The report, based on Japanese government sources, said that the U.S., despite having evidence to prove that China had violated U.N. resolution banning export of weapons to North Korea, didn't reprimand China to avoid embarrassing the Asian giant.
Beijing denied the violation of the U.N. sanctions, calling the report inaccurate.
Responding to the report published by Japan's Asahi Shimbun newspaper, U.S. State Department spokesperson Victoria Nuland said that Washington brought up the issue of the possible U.N. sanctions breach to Beijing in recent weeks but added that the U.S. will continue to work with China and others to enforce the U.N.'s sanctions on North Korea's ballistic and nuclear missile program.
A U.S. State Department official in April said that Washington took Chinese officials at their word that they hadn't violated the U.N. sanctions, an Agence France-Presse report said.

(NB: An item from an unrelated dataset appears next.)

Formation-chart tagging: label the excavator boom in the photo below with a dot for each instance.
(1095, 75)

The Japanese report said Washington, Tokyo and Seoul had been more concerned about stopping Pyongyang from carrying out a third nuclear test and had needed Beijing's help in doing so. That was not a good time to force China into a corner, an unnamed Japanese government source was quoted as saying by the Japanese newspaper.

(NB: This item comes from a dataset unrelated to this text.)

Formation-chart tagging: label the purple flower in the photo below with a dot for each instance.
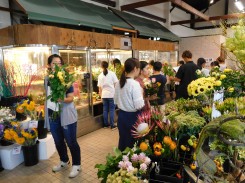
(1, 127)
(141, 157)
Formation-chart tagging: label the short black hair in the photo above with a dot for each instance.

The large 16-wheeler transport vehicles carrying ballistic missiles, featured during the mass military parade in Pyongyang's Kim Il Sung Square to mark the birth anniversary of North Korean founder Kim Il Sung April 15, were believed to have come from China and were mentioned in a shipping report obtained by the Japanese government, Asahi Simbun reported.
The Japanese government acquired a document that provided concrete proof that a Chinese company had exported four missile launch vehicles, the report said.
However, the U.S., Japan and South Korea decided against approaching the U.N. in return for Chinese efforts to prevent North Korea from conducting a nuclear test.
In a meeting in Beijing April 23 between Chinese President Hu Jintao and North Korean leader Kim Yong Il, Hu said Pyongyang's actions were starting to affect China's national security by strengthening the position of the U.S., Japan and South Korea.
Hu said if North Korea went ahead with the proposed nuclear test, China would be forced to reconsider economic assistance to Pyongyang.
Dismissing intense speculation, North Korea Saturday denied having plans to conduct a third nuclear test but lashed out at the South for trying to rattle the nerves of the DPRK [North Korea] in a bid to cause it to conduct a nuclear test.
Pyongyang's Foreign Ministry spokesman last week denied plans for a nuclear test at present, adding that Seoul sought to paint Pyongyang with a belligerent nature in an attempt to create an atmosphere of putting pressure and sanctions on it. He said that the international community hoped that the Lee Myung-Bak government would step down for the detente on the peninsula and regional peace and stability.
China's North Korean policy has been a source of straining of Beijing's ties with Seoul, Tokyo and Washington over the years. Beijing had been accused of pursuing these policies despite Chinese citizens harboring a dislike for the North Korean leadership, the U.S. Institute of Peace said in a report last year.